At the end of the day, what you want is a computer, not a consumer electronics device. YOU seem to ignore the many reasons why, while there is merit to what you are saying, it simply does not fit the broader profile of the consumer electronics customer.

To say that the addition of the DVI jacks and balanced inputs to the 990 from the original platform are "hacks" is a dis-service, even if you take the definition of "hack" in the original more benign sense, rather than in the more modern "hackers are evil-doers" sense. I'd bet that to get those things correct the Outlaws had to do a considerable amount of testing, not only to make sure the individual modules worked properly, but that they integrated properly with the base platform AND that by adding them there was nothing done that might upset things such as Dolby or DTS certification, UL approval or FCC compliance for EMI/RFI.

A high-quality audio/video product is quite a bit different than an OSS computer, and you just don't "throw in" something such as HDMI switching. The compliance for that, alone, is both a bear and time consuming, the components are NOT cheap and if all of that weren't enough, the standards are changing under our feet.

I'm sure the Outlaws are thinking about all of this -- it is clear that the seem to read these posts -- but at the end of the day you are still left with the considerable difference between a card-cage/backplane type product that runs on OSS or some sort of RTOS and deals more with digital signals vs the very specific nature of purpose-designed products running tightly controlled software and having to operate in an area that has no tolerance for noise, bad grounding, bugs, etc.

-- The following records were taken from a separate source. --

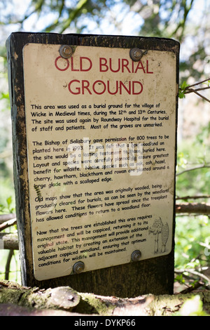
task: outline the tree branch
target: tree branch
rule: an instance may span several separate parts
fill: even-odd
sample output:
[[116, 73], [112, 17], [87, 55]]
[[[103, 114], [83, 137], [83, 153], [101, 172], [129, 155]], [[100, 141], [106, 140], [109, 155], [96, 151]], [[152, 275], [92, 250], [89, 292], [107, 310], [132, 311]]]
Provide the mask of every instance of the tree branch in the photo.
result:
[[210, 204], [205, 203], [181, 203], [176, 205], [176, 213], [210, 214]]

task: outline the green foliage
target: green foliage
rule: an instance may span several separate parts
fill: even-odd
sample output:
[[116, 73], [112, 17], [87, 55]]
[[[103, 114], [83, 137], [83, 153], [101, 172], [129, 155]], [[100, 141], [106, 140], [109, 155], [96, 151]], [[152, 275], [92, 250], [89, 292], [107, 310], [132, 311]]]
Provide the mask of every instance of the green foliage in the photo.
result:
[[188, 299], [174, 316], [210, 316], [203, 310], [203, 303], [197, 295]]

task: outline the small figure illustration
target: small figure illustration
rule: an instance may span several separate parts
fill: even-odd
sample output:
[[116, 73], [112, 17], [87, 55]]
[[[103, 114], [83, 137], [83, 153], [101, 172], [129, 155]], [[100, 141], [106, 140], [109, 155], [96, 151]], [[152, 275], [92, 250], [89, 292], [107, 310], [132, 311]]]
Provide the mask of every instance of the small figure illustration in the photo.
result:
[[161, 234], [162, 240], [162, 253], [165, 252], [166, 244], [169, 238], [169, 225], [168, 223], [162, 223], [162, 219], [159, 217], [159, 219], [155, 219], [149, 228], [149, 235], [153, 233], [155, 235], [155, 249], [154, 253], [156, 254], [159, 252], [159, 237]]

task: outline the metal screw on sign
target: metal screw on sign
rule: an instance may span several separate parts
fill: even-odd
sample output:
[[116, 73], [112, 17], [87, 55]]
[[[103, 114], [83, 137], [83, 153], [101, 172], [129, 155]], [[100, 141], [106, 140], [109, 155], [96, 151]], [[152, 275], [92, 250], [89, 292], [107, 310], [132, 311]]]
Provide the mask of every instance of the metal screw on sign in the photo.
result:
[[141, 252], [139, 250], [135, 250], [132, 252], [131, 258], [132, 261], [139, 261], [141, 258]]
[[141, 49], [135, 48], [130, 51], [130, 56], [135, 62], [139, 61], [142, 56], [147, 54], [147, 51], [143, 52]]
[[73, 49], [71, 46], [62, 45], [59, 49], [59, 55], [64, 58], [69, 58], [73, 54]]
[[73, 266], [73, 272], [76, 274], [80, 274], [85, 269], [85, 264], [82, 261], [76, 263]]

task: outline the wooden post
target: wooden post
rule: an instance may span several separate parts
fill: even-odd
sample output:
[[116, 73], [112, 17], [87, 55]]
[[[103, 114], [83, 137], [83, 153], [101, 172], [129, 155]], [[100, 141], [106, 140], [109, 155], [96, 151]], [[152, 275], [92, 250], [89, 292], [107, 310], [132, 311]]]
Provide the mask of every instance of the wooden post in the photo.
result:
[[[172, 293], [178, 43], [141, 37], [18, 32], [6, 46], [22, 284], [68, 285], [80, 292], [120, 297]], [[94, 143], [100, 147], [105, 140], [124, 139], [126, 146], [141, 143], [141, 155], [147, 157], [136, 167], [130, 164], [131, 176], [129, 167], [127, 176], [120, 173], [122, 167], [115, 174], [113, 167], [109, 173], [100, 167], [95, 176], [91, 166], [64, 172], [63, 161], [74, 150], [68, 145], [73, 140], [78, 145], [79, 137], [84, 148], [89, 143], [88, 152], [90, 144], [96, 152]], [[88, 176], [82, 174], [87, 171]], [[72, 180], [64, 181], [65, 173]], [[95, 180], [80, 184], [83, 176]], [[44, 246], [50, 242], [51, 246]], [[73, 256], [78, 259], [73, 261]], [[83, 265], [85, 270], [73, 273], [78, 261], [78, 272]]]

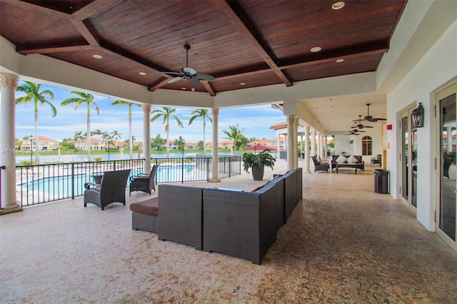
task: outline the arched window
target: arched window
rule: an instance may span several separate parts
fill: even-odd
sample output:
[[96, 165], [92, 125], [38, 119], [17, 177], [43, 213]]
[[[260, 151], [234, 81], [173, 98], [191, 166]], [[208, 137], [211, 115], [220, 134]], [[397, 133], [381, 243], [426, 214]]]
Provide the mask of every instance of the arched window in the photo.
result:
[[362, 138], [362, 155], [373, 155], [372, 141], [370, 136], [363, 136]]

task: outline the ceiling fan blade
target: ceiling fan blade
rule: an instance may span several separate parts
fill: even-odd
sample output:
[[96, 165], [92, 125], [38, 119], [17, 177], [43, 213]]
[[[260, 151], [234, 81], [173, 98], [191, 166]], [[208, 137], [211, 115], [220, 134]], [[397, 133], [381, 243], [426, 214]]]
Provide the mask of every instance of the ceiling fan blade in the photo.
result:
[[200, 79], [196, 77], [191, 77], [187, 79], [187, 81], [189, 81], [189, 83], [193, 86], [200, 86], [201, 84]]
[[204, 73], [197, 73], [197, 78], [200, 80], [214, 80], [216, 78], [209, 74], [206, 74]]
[[168, 83], [173, 83], [174, 82], [179, 81], [182, 78], [183, 78], [182, 76], [178, 76], [178, 77], [172, 78], [171, 79], [169, 80]]

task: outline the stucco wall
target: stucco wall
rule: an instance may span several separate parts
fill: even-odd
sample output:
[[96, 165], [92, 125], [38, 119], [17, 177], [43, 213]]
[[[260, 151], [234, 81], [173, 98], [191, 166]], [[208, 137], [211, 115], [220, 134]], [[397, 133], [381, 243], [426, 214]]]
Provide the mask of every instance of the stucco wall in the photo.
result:
[[[387, 133], [388, 169], [391, 171], [391, 195], [401, 197], [401, 152], [399, 114], [411, 103], [423, 103], [426, 121], [423, 128], [418, 129], [418, 185], [417, 219], [423, 226], [435, 230], [434, 210], [436, 156], [433, 98], [434, 92], [457, 78], [457, 21], [444, 32], [435, 44], [421, 59], [413, 69], [387, 95], [388, 123], [393, 130]], [[395, 118], [395, 119], [393, 119]]]

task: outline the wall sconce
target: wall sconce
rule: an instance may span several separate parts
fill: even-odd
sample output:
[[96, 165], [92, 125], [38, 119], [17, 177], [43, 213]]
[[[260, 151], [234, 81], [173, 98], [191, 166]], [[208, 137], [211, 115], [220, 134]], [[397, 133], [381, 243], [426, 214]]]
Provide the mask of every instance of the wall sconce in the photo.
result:
[[411, 117], [416, 128], [422, 128], [423, 126], [423, 107], [421, 102], [419, 103], [417, 108], [413, 110]]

You can talk about the Roku all you like, but a surround processor isn't a Roku. Same for TiVo. Sure, there are hacks for it, some of which are done with TiVo looking the other way, but many not. Can you hack into your TV? Your DVD player (unless it is in a computer, but then by definition it isn't a consumer DVD player since it uses software based decoding)? Can you hack into the micro that runs your microwave oven? Your 'fridge? You get the picture. The answer is no for a good reason.